97. Acaba, o ülkelerin halkı, geceleyin uyurlarken kendilerine azâbımızın gelmeyeceğinden emin mi idiler?
98. Yoksa o ülkelerin halkı, ileri gelenleri, idarecileri kuşluk vakti eğlenirlerken kendilerine azâbımızın gelmeyeceğinden emin mi oldular?
99. Allah’ın hazırladığı plandan, azâbından kurtulacaklarına emin mi oldular? Yalnızca hüsrana uğrayan kavimler Allah’ın hazırladığı plandan, azâbından emin olurlar.
100. Önceki sahiplerinin helâkinden sonra yeryüzüne vâris olanlara, yaşadıkları ülkelerin ibretlerle dolu tarihleri, kâfi derecede aydınlatıcı bilgiler vermedi mi? Eğer bizimsünnetimiz, düzenimizin yasaları içinde, irademizin tecellisine uygun olursa, onları da günahlarından dolayı musibetlere, belâlara uğratırdık. Biz onların kafalarını, kalplerini anlayışsız hale getiririz de, onlar bu tür bilgiler için duyma kabiliyetlerini bile kullanamazlar.

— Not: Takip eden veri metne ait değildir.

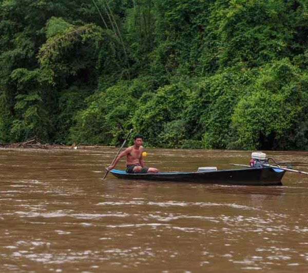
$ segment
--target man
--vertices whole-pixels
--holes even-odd
[[[117,157],[113,164],[108,167],[108,170],[112,170],[116,166],[120,159],[123,156],[126,156],[126,173],[130,174],[158,173],[158,169],[148,168],[144,166],[142,157],[143,147],[141,146],[143,141],[143,136],[139,134],[136,135],[133,138],[133,145],[120,153]]]

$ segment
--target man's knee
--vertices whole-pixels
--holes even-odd
[[[135,173],[139,173],[141,171],[142,169],[142,167],[141,166],[136,166],[133,168],[133,171]]]
[[[148,170],[148,173],[158,173],[159,170],[156,168],[149,168]]]

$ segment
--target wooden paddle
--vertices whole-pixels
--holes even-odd
[[[120,154],[121,150],[124,147],[124,145],[125,145],[125,143],[126,142],[126,141],[127,140],[127,139],[128,139],[128,138],[129,137],[129,136],[131,134],[132,132],[132,129],[130,129],[130,131],[129,131],[129,133],[128,133],[128,134],[127,135],[126,138],[125,138],[125,139],[124,140],[123,143],[122,144],[122,146],[121,146],[121,148],[120,148],[120,150],[118,152],[118,154],[117,154],[116,157],[114,157],[114,158],[113,158],[113,160],[112,160],[112,162],[111,163],[111,164],[110,165],[112,165],[112,164],[113,164],[113,162],[116,161],[117,157],[119,155],[119,154]],[[107,176],[107,175],[108,174],[108,173],[109,173],[109,170],[107,170],[107,172],[106,172],[106,174],[105,174],[105,176],[104,176],[104,177],[103,178],[103,180],[105,180],[105,178],[106,178],[106,177]]]

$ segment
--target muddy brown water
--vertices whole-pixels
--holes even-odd
[[[0,150],[0,271],[307,271],[308,176],[267,187],[103,181],[117,152]],[[161,171],[232,169],[251,154],[147,152]],[[308,153],[266,153],[308,171]]]

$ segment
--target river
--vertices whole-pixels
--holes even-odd
[[[308,176],[287,173],[280,186],[102,180],[117,151],[0,150],[0,271],[306,271]],[[230,169],[251,153],[146,151],[161,171]],[[265,153],[308,171],[308,153]]]

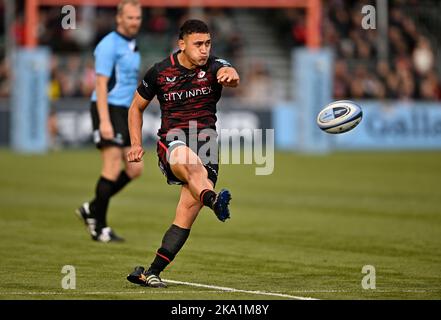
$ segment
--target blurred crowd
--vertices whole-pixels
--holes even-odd
[[[329,0],[324,7],[323,45],[336,53],[334,98],[441,100],[433,44],[403,10],[418,3],[389,2],[386,57],[378,50],[378,25],[361,27],[363,4],[366,1]],[[305,45],[304,11],[289,10],[284,18],[291,30],[288,42]]]
[[[361,28],[363,15],[360,1],[324,2],[322,41],[323,46],[332,47],[336,53],[335,99],[441,100],[434,44],[420,31],[412,17],[405,14],[400,1],[390,1],[389,4],[388,55],[382,57],[378,51],[378,29]],[[240,63],[249,58],[242,54],[244,41],[241,30],[229,9],[143,10],[143,26],[138,37],[143,72],[158,57],[176,49],[178,28],[189,15],[209,22],[214,54],[231,60],[239,69]],[[304,46],[305,11],[272,12],[275,11],[277,13],[272,18],[267,18],[277,21],[270,27],[279,29],[281,42],[289,44],[287,49]],[[39,42],[50,46],[53,51],[49,88],[52,99],[90,96],[95,81],[92,51],[98,41],[113,30],[114,15],[114,8],[81,7],[76,12],[76,29],[64,30],[60,27],[59,7],[41,8]],[[23,44],[23,16],[18,16],[13,32],[16,42]],[[227,90],[226,95],[245,95],[261,101],[265,98],[261,95],[265,90],[261,88],[270,81],[270,74],[259,61],[255,67],[248,69],[250,72],[246,77],[249,79],[244,79],[247,81],[243,83],[250,85],[241,90]],[[8,62],[1,56],[0,97],[10,94],[9,78]]]
[[[75,29],[61,28],[60,7],[42,7],[39,14],[39,43],[52,50],[49,96],[52,100],[89,97],[95,85],[93,50],[103,36],[114,30],[116,9],[79,7]],[[144,8],[143,25],[137,37],[142,73],[177,49],[179,26],[189,15],[209,22],[215,55],[233,63],[240,56],[240,30],[227,9]],[[18,17],[13,32],[16,43],[23,45],[23,16]],[[5,97],[10,94],[9,63],[4,55],[0,59],[0,97]]]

101. İşte yok olup giden memleketler! Onların başlarına gelen felâketlerin bir kısmını sana anlatıyoruz. Andolsun ki, Rasulleri onlara apaçık deliller, mûcizelerle gelmişlerdi. Fakat önceden yalanladıkları hakikatlere iman edecek değillerdi. İşte Allah, kulluk sözleşmesindeki ortak taahhütlerini, Allah’a iman, kulluk ve sorumluluk bilincini şuur altına iterek örtbas edip inkârda ısrar eden kâfirlerin kalplerini, kafalarını böyle anlayışsız hale getirir.

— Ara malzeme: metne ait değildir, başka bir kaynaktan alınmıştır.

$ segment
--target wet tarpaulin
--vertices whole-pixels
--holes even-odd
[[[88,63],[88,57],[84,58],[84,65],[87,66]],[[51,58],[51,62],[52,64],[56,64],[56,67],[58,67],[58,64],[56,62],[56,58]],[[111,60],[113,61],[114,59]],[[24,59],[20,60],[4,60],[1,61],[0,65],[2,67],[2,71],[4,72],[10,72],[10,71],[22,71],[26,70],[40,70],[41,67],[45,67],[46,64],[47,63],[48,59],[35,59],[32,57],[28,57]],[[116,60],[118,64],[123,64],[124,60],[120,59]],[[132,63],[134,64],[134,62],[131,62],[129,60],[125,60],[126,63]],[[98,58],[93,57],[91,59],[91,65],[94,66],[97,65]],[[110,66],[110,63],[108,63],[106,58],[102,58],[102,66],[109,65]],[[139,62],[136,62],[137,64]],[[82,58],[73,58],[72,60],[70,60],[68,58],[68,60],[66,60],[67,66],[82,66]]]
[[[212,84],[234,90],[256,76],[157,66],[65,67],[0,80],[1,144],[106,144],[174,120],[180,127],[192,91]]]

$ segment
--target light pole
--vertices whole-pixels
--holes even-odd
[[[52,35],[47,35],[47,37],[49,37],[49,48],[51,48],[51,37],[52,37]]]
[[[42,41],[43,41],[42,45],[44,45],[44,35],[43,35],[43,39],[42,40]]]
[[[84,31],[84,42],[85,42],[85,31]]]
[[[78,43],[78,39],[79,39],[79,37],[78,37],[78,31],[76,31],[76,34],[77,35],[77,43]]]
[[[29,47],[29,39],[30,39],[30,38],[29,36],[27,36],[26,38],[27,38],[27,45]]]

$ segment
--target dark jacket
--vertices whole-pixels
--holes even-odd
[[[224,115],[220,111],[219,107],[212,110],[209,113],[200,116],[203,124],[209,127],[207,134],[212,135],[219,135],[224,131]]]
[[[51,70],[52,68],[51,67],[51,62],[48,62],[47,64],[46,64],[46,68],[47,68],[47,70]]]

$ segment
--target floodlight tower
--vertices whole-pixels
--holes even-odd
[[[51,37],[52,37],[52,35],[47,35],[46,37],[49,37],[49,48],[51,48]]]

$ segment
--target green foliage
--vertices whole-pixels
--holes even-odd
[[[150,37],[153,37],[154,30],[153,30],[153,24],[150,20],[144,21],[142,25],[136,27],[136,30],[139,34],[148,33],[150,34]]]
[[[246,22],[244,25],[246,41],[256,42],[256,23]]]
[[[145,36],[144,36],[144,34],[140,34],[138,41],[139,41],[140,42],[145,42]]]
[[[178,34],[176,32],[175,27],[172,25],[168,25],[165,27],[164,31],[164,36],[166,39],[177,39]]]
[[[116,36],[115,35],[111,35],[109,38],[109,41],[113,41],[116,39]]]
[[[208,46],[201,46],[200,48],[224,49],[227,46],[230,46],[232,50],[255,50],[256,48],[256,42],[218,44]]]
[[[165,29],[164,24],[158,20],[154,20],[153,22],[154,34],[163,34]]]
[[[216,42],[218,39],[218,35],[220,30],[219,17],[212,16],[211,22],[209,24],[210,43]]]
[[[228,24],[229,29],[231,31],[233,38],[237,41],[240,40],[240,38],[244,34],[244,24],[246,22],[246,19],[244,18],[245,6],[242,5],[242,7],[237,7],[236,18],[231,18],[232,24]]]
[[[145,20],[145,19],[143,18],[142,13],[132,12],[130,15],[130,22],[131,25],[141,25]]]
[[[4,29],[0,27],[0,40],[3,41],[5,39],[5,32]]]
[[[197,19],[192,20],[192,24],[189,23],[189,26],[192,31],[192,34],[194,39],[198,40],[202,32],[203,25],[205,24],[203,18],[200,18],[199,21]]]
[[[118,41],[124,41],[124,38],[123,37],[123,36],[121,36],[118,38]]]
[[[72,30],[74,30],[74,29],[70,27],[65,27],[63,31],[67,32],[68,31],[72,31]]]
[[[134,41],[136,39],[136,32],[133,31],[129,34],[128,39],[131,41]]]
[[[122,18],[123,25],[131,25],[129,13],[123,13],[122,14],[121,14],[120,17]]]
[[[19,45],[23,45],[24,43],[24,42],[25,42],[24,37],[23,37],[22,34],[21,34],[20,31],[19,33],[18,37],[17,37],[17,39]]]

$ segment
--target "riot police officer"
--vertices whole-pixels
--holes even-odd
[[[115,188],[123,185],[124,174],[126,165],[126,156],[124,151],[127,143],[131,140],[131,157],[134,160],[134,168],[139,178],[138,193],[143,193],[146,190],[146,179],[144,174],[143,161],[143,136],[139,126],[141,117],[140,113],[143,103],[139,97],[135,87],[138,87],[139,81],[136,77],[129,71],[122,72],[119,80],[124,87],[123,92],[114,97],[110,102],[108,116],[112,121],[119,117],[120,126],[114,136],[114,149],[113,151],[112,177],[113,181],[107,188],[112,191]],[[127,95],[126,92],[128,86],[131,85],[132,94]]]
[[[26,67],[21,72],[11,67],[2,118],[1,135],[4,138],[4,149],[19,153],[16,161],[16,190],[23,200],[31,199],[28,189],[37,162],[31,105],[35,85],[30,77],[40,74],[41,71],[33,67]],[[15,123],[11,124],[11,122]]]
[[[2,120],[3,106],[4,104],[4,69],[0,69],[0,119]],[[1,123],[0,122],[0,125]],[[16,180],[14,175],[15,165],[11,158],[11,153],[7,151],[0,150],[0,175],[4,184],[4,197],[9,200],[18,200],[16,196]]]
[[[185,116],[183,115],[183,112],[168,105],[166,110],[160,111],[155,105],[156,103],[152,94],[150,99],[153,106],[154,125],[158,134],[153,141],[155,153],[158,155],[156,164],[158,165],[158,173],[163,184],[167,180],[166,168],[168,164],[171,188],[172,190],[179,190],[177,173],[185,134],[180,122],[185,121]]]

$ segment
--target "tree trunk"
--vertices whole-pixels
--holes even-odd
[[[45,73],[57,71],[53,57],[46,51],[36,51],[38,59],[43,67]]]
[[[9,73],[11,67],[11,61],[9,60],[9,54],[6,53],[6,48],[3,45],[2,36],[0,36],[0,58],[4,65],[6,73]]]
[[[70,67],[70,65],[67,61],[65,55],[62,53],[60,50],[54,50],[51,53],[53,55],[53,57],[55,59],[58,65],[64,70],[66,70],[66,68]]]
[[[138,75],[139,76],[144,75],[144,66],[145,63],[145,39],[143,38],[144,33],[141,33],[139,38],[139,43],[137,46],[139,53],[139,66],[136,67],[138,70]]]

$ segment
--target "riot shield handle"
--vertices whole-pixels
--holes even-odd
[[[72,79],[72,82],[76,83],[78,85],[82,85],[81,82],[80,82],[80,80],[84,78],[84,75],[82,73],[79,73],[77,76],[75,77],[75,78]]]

102. Onların çoğunda, sözünde durma diye birşey bulamadık, gerçek şu ki, onların çoğunun, doğru ve mantıklı düşünmenin dışına çıktığını, fâsık, âsi, bozguncu olduklarını gördük.
103. Sonra onların ardından, Mûsâ’yı âyetlerimizle, mûcizelerimizle Firavun’a ve ileri gelenlerine, kodamanlarına tebliğ göreviyle özgürce sorumluluklarını yerine getirmek üzere gönderdik. Âyetlerimize karşı yakışıksız tavırlar aldılar, açıklanan sorumluluklarını hiçe saydılar, Allah’ın kitabını kendilerine tebliğini, sünnetin hayata geçirilmesini engellediler. İbret nazarıyla bir bak, incele, o bozguncuların âkıbetleri nasıl oldu?
104. Mûsâ: 'Ey Firavun, ben âlemlerin, bütün varlıkların Rabbinden bir elçiyim, Rasulüm' dedi.